ARID1A (the AT-rich interaction domain 1A, also known as BAF250a) is one of the most commonly mutated genes in cancer^1,2. The majority of ARID1A mutations are inactivating mutations and lead to loss of ARID1A expression ³ , which makes ARID1A a poor therapeutic target. Therefore, it is of clinical importance to identify molecular consequences of ARID1A deficiency that create therapeutic vulnerabilities in ARID1A-mutant tumors.
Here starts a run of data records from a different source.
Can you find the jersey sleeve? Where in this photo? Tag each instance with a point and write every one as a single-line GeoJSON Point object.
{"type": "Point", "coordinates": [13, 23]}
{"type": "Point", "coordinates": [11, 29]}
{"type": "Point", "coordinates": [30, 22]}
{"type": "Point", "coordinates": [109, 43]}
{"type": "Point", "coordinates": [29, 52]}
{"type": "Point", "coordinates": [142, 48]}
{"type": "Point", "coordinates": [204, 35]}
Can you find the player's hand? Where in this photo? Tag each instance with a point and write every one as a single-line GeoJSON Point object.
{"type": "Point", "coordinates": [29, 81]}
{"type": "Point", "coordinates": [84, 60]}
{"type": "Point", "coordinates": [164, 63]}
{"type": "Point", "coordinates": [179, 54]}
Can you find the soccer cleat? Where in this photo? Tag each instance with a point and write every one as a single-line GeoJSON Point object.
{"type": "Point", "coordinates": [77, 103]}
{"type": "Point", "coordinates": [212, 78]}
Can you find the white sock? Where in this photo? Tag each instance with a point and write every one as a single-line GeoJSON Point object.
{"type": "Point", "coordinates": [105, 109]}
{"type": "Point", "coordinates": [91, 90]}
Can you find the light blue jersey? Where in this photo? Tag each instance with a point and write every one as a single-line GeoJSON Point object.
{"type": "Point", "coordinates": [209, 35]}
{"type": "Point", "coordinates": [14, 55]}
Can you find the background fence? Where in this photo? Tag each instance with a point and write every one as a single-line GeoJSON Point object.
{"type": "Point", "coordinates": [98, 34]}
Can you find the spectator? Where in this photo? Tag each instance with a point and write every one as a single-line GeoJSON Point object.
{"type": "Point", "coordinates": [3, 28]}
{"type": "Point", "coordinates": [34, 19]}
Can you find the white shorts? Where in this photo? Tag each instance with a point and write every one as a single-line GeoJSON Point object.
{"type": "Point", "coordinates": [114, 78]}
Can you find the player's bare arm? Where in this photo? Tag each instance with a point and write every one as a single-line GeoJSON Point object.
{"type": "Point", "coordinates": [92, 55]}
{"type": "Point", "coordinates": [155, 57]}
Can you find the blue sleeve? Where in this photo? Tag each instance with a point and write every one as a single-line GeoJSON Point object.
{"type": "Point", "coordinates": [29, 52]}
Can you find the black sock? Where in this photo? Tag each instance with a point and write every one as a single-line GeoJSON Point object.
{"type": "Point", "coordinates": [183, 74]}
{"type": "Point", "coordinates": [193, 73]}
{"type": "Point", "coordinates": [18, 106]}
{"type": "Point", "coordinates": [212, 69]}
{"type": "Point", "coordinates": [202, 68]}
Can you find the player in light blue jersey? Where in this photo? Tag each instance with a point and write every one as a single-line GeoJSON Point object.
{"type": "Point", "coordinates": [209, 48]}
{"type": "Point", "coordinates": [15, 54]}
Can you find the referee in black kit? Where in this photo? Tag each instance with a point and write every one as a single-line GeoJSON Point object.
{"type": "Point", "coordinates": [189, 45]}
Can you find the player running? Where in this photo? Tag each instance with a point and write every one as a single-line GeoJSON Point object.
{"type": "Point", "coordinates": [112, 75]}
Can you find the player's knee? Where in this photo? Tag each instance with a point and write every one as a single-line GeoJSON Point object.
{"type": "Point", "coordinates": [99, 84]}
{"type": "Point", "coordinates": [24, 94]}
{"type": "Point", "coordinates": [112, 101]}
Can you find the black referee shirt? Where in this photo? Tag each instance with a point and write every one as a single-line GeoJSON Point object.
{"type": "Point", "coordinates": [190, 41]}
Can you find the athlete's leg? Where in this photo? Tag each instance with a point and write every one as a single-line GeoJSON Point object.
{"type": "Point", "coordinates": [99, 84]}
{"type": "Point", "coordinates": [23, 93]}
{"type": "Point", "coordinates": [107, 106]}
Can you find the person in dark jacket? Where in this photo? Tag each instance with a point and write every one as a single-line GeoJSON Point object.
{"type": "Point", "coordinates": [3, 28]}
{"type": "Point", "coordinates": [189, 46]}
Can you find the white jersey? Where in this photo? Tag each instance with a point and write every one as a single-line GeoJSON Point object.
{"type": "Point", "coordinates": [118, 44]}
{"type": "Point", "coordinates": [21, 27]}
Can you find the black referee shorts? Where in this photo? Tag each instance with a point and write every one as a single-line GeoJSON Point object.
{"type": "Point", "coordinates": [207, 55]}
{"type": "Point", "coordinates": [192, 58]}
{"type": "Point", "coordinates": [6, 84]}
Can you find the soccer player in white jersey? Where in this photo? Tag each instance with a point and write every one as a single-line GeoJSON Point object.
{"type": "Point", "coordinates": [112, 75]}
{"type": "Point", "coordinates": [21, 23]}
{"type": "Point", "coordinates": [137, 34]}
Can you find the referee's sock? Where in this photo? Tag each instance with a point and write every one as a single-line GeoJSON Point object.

In a proteomic screen, we found that ARID1A interacts with mismatch repair (MMR) protein MSH2. ARID1A recruited MSH2 to chromatin during DNA replication and promoted MMR. Conversely, ARID1A inactivation compromised MMR and increased mutagenesis. ARID1A deficiency correlated with microsatellite instability genomic signature and a predominant C>T mutation pattern and increased mutation load across multiple human cancer types. Tumors formed by an ARID1A-deficient ovarian cancer cell line in syngeneic mice displayed increased mutation load, elevated numbers of tumor-infiltrating lymphocytes, and PD-L1 expression. Notably, treatment with anti-PD-L1 antibody reduced tumor burden and prolonged survival of mice bearing ARID1A-deficient but not ARID1A-wild-type ovarian tumors. Together, these results suggest ARID1A deficiency contributes to impaired MMR and mutator phenotype in cancer, and may cooperate with immune checkpoint blockade therapy.

中文翻译：

---

ARID1A缺乏症会促进变异性，并增强免疫检查点封锁释放的治疗性抗肿瘤免疫力。

ARID1A（富含AT的相互作用域1A，也称为BAF250a）是癌症^1,2中最常见的突变基因之一。大多数ARID1A突变是失活突变，并导致ARID1A表达缺失³，这使ARID1A成为不良的治疗靶标。因此，鉴定在ARID1A突变型肿瘤中产生治疗脆弱性的ARID1A缺乏症的分子后果具有临床意义。在蛋白质组学筛选中，我们发现ARID1A与错配修复（MMR）蛋白MSH2相互作用。ARID1A在DNA复制过程中将MSH2募集到染色质上，并促进了MMR。相反，ARID1A失活损害了MMR并增加了诱变作用。ARID1A缺乏与微卫星不稳定性基因组特征和主要的C> T突变模式以及跨多种人类癌症的突变负荷增加有关。在同系小鼠中，由ARID1A缺陷型卵巢癌细胞系形成的肿瘤显示出增加的突变负荷，升高的肿瘤浸润淋巴细胞数量和PD-L1表达。尤其，抗PD-L1抗体治疗可减轻携带ARID1A缺陷但非ARID1A野生型卵巢肿瘤的小鼠的肿瘤负担并延长其存活时间。总之，这些结果表明，ARID1A缺乏会导致癌症中的MMR和突变表型受损，并可能与免疫检查点封锁疗法配合使用。